I'm a little rusty on my probability and would appreciate any help. I think I have done the bulk of the work already anyway, but my question is:
If $X \sim LN(1,2)$ find $P(X>1)$
$X$ being LogNormal implies: $X = e^Y$, where $Y \sim N(1,2)$
So $P(X>1) \implies P(e^Y>1) \implies P(Y> ln(1)) \implies P(Y > 0)$
From here, we just need to consult our standard normal table?
But the issue is that $Y$ is not standard normal, so we need to convert it.

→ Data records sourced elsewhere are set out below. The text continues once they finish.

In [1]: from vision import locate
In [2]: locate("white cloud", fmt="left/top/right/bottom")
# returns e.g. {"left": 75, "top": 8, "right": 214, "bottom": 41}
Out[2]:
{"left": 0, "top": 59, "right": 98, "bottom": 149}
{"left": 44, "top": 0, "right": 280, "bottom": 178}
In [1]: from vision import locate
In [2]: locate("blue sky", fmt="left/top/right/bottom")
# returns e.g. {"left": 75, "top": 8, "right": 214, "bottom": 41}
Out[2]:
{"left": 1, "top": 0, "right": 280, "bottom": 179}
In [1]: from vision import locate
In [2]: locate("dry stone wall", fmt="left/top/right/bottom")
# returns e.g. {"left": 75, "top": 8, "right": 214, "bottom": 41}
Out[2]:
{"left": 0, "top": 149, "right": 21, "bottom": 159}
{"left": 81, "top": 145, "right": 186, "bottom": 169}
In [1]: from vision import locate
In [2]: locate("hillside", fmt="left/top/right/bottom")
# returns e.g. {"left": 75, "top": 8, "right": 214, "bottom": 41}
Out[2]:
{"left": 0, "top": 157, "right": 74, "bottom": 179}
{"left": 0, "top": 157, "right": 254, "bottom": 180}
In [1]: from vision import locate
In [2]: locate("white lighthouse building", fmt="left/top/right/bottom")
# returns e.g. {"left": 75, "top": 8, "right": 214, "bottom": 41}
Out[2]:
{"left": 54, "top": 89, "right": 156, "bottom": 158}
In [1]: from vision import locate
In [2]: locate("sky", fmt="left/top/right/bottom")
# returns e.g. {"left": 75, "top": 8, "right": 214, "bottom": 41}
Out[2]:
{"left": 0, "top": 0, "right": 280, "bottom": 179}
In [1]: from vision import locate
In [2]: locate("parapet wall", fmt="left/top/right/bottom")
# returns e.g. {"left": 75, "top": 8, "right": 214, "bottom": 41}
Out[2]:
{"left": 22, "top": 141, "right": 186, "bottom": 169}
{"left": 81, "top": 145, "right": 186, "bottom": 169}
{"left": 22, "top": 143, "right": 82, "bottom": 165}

$Y = \frac{Z-\mu}{\sigma} \implies Y = \frac{Z-1}{\sqrt{2}}$
So we need to solve : $P(\frac{Z-1}{\sqrt{2}} > 0) \implies P(Z>1)$
Is this correct so far?
If so, now I get my standard normal table out, which finds values to the right of the $Z$ score. (I can also to the left, just with some basic algebraic manipualtion).
Consulting this: http://www.stat.ncsu.edu/people/osborne/courses/xiamen/normal-table.pdf
I scroll down to $P(Z>z) \space \text{where z} = 1.00 = .1587$.
However the answer in my text says $P(Y > 0) = 0.76$
Where is my error?
Any help appreciated.
You are normalising wrong. You should instead write
$$Y = \mu + \sigma Z$$
The rest looks fine